O baço nórdico é uma categoria tão estável quanto efêmera. Como a "misteriosa alma eslava": é impossível explicar. Mas você pode sentir isso muito bem. Tendo cruzado a linha das qualidades genéricas nacionais, a melancolia sueca invadiu a esfera da cultura. E aqui ela se estabeleceu seriamente e por muito tempo. A poesia, a pintura, o cinema, a música e o teatro experimentaram plenamente o encanto mágico da inexplicável tristeza natural. Um dos seus maiores expoentes foi o pianista Jan Johansson (1931-1968). A curta vida deste nativo da cidade provincial de Söderhamn é dividida em vários ciclos importantes. Em 1942, Jan começou a ter aulas de piano. No início dos anos cinquenta, ele se mudou para Gotemburgo. Depois de entrar na universidade local, Johansson estudou para se tornar engenheiro elétrico, enquanto também tocava no Quinteto Gunnar Jonsson . De 1958 a 1960 viveu em Copenhague, onde colaborou com Stan Getz , Oscar Pettiford e outros representantes do bebop, cool e outras tendências do jazz. Em 1961 ele retornou à sua terra natal. Depois de se estabelecer em Estocolmo, ele montou sua própria banda, com a qual se apresentou com sucesso, gravou discos e tocou no rádio. Em um curto período de tempo, interrompido no outono de 1968 por sua trágica morte em um acidente de trânsito, Jan conseguiu se tornar um profissional experiente. Mas o mais importante é que o maestro foi um pioneiro no campo da síntese de correntes musicais opostas. E mesmo meio século depois, suas criações são percebidas como novas e originais.

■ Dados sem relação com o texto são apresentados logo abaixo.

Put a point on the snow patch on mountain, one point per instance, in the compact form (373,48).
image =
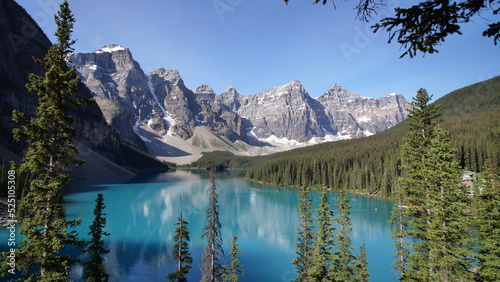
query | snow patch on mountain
(111,48)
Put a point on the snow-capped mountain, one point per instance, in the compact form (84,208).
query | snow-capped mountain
(159,109)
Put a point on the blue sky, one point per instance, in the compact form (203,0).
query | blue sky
(255,45)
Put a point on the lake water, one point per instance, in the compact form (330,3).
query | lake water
(142,212)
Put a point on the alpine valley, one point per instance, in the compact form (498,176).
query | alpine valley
(160,115)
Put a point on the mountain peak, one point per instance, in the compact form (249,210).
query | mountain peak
(111,48)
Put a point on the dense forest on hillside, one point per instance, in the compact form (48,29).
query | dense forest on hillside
(371,164)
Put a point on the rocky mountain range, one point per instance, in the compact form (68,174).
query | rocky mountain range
(174,121)
(22,40)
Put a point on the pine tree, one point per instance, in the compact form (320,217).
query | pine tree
(234,269)
(344,261)
(323,244)
(212,268)
(305,240)
(399,236)
(488,223)
(436,204)
(181,250)
(362,274)
(49,157)
(94,269)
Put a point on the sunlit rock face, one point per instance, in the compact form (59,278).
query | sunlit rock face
(130,98)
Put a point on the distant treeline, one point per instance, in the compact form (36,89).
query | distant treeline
(371,164)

"Jazz på Svenska" é um experimento bem-sucedido na adaptação de melodias folclóricas escandinavas para uma versão jazz. Mais tarde, Johansson retrabalharia motivos populares russos e húngaros da mesma maneira. Mas a origem da série de fusão ainda está na pesquisa apaixonada de Jan sobre as adoradas canções folclóricas suecas. O ponto de partida do programa é o esboço "Visa Från Utanmyra". O baixo grave de Georg Riedel dá o tom da narrativa tranquila. Sobre essa base ritmicamente oscilante, Johansson constrói uma bela estrutura sem muita improvisação. Ilustrando a essência do esboço, nos comentários na parte de trás da capa do LP ele cita os versos do poeta e historiador Olof von Dahlin (1708-1763): "A perda mais profunda na Terra é não salvar aquele que te segurou em seus braços. A tristeza mais escura cobrirá a luz / do amor que você não pode mais retornar." E embora a faixa seguinte "Gånglek Från Älvdalen" aumente o grau de otimismo várias vezes, em peças como "Polska Från Medelpad", "Visa Från Rättvik", "Brudmarsch Efter Larshöga Jonke" a tonalidade menor pura prevalece. A espaçosa paisagem florestal de "Vallåt Från Jämtland" exala uma sensação visionária ambiental (o mago das cordas Riedel usa uma produção sonora semelhante à do violoncelo para realçar o efeito). O número texturizado "Emigrantvisa" é talvez a obra mais comum no legado de Johansson. Com base nessa peça, Jan mais tarde criaria diversas versões diferentes, que se tornaram muito populares entre os fãs de jazz dos anos 60. As composições restantes incluem um conto sobre a montanha dos trolls ("Berg-Kirstis Polska"), uma homenagem ao sinfonista sueco clássico Hugo Alfvén (1872-1960) ("Skänklåt Från Leksand"), uma variação sobre o tema da marcha nupcial dos habitantes da província de Dalarna ("Gammal Bröllopsmarsch"), uma reflexão medida do norte ("Visa Från Järna") e outra viagem maior-menor ("Polska Efter Höök Olle") sem o objetivo de desembarcar em uma costa específica. A edição em CD é complementada com quatro bônus "ao vivo", projetados de forma semelhante.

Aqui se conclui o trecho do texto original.